January 3rd, 2007 · No Comments

Apollon: World’s oldest ritual discovered. Worshipped the python 70,000 years ago

They did not burn the spearheads by chance. They brought them from hundreds of kilometers away and intentionally burned them. So many pieces of the puzzle fit together here. It has to represent a ritual…

Torfinn Ørmen, a zoologist who lectures on human evolutionary history at the University of Oslo, says that this is the biggest archaeological discovery in a long time.

“Sheila Coulson’s discovery is going to garner attention the world over. This is the oldest ritual site that we know of and it was in use before physically modern man left Africa”, Ørmen points out. He explains that the San, who are also referred to as Bushmen, belong to the most ancient race of humans. The San, together with the Khoi (or Khoikhoi), separated from the rest of the worlds people about 70,000 years ago. Today they are commonly refered to as the Khoi-San people. The Khoi and the San are quite similar and were displaced by both the Europeans and the Bantu before and during colonization.

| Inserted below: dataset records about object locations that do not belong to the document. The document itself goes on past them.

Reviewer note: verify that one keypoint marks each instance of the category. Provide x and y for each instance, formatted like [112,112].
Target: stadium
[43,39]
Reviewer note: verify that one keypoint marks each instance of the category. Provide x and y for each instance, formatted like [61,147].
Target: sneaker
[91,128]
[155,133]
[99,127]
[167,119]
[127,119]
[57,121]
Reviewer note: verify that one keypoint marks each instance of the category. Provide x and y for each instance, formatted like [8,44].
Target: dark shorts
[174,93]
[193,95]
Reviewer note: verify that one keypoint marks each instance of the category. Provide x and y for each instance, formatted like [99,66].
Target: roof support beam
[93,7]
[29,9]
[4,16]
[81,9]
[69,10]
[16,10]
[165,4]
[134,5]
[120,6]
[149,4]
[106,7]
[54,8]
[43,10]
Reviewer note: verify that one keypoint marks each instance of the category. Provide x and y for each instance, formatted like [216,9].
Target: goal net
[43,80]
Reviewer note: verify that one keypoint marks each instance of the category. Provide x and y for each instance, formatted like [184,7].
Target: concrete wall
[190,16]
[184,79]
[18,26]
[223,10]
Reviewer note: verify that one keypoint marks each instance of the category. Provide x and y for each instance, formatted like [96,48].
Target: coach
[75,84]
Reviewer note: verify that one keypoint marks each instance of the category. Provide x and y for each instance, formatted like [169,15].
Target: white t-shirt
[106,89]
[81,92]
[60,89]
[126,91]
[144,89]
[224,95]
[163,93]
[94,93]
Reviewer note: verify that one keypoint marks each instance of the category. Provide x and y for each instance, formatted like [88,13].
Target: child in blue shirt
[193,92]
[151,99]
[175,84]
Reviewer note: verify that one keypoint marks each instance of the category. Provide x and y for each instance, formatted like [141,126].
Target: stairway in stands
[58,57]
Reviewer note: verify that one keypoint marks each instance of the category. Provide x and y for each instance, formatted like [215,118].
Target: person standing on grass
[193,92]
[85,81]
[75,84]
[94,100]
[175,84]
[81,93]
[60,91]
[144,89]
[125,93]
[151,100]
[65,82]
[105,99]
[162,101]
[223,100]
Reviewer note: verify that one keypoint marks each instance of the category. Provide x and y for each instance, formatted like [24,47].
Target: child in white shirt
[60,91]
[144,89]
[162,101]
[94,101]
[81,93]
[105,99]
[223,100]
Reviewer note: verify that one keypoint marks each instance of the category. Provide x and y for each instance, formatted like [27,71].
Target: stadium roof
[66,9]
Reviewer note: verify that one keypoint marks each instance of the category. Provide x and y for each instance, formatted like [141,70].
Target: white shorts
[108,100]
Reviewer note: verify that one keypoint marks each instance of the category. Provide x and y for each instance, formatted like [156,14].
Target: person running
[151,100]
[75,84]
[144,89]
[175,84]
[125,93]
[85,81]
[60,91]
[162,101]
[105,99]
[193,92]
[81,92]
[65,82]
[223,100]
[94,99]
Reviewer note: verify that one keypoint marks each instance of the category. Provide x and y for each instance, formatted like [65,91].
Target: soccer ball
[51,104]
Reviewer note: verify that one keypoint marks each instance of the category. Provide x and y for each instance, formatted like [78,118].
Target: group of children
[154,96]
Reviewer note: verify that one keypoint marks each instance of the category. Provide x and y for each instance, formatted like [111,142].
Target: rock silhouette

“Some researchers believe that modern man descended from the San. What is certain is that the San are a very old people and that they have a very deep connection to this area of Botswana. The Tsodilo Hills are the San people’s most sacred place; they have had a connection to it for thousands and thousands of years”, says Torfinn Ørmen.

The world’s oldest ritual had to do with destruction - destructing spear heads in the name of “God” or nature. Man has come 70,000+ years, without learning much, I might add. The Africans revered a python, an elephant and a giraffe. We revere other stuff.

Or is it that it is our rituals that define us?